Otherwise just play a non training SG as it hurts the trainees if they are not allowed to learn. Dropping 20 turns at any stage of a training game is not going to be very helpful to trainees.

It is best to actually show as much detail as you can stand to write and to give an explaination of events and thinking. Worker moves are one of the important aspect for new players to learn as well as city placement and builds and timing of builds.

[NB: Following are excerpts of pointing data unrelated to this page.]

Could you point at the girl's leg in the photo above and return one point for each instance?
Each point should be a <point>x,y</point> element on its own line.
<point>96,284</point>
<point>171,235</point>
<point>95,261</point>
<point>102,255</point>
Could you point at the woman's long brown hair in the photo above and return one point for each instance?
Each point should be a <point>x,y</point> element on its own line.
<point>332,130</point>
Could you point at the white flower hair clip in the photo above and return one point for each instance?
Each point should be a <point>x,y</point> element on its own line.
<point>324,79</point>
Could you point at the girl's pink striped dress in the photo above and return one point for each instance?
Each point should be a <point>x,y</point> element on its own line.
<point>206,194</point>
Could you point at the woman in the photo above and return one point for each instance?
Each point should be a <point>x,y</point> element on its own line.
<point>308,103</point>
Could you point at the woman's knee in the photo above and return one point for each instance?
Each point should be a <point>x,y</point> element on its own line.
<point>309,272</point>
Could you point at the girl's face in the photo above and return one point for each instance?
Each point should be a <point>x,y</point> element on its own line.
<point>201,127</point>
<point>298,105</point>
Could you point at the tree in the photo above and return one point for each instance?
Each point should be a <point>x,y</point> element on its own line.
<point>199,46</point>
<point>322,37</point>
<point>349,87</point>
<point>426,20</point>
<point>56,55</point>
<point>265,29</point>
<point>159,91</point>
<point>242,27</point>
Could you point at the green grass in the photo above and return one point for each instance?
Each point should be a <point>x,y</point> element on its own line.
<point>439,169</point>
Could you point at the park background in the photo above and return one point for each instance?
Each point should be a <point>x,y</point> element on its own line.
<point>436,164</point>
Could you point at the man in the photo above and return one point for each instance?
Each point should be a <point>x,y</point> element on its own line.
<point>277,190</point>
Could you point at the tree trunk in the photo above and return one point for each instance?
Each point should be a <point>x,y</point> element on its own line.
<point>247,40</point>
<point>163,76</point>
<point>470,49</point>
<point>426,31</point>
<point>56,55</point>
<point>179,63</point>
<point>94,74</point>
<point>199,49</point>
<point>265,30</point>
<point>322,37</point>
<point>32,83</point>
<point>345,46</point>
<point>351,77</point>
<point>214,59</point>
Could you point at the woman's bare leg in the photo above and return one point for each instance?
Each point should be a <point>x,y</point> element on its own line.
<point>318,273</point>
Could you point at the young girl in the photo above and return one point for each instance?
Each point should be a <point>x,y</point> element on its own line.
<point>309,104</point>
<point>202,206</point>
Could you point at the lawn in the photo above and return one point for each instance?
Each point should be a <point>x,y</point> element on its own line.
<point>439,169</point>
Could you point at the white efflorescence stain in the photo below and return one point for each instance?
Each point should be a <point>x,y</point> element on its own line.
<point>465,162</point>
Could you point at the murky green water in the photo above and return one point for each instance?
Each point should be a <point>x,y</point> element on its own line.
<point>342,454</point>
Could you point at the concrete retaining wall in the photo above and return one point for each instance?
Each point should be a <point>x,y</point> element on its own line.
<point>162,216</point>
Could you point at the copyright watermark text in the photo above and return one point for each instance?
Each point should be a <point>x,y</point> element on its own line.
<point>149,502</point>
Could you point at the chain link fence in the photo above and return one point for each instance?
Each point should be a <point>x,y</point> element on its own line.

If someone drops 20 turns with mostly ZZZ's, what is imparted? Now you had someone that was willing to under take the task, but he was ignored often and finally run off.

Even if you totally disagreed, you are not doing yourself or the others any favors, but not trying to be a team player, hence no one is left.

choxorn
May 18, 2006, 08:35 PM
I guess I'll just try again later and make it an actual training game.

Abegweit
May 18, 2006, 08:41 PM
It's rather clear that you don't know how a teaching gane works and, if you try to set one up, you won't get any teachers.

Let me give you a bit of friendly advice: try a normal succession game instead. You might have a chance with that.

CommandoBob
May 19, 2006, 02:19 AM
@choxorn: This game only got to 3100 BC, so a lot of the game is left to be playe. You may want to consider this. Play the game on your own, but play it as a SG, posting saves and turn logs as you go. This involves a lot of work, but by playing the game in groups of 10 or even 20 turns, you begin to plan your turns and work a little bit better than before. I've got a game like this in Stories and Tales; it might serve as a guide.

choxorn
May 19, 2006, 09:29 AM
@abgweit: Yeah, maybe just a normal succesion game. If I want a training game, I'll join someone else's.
@commando: I'll check that game out and see if I want to do something like that.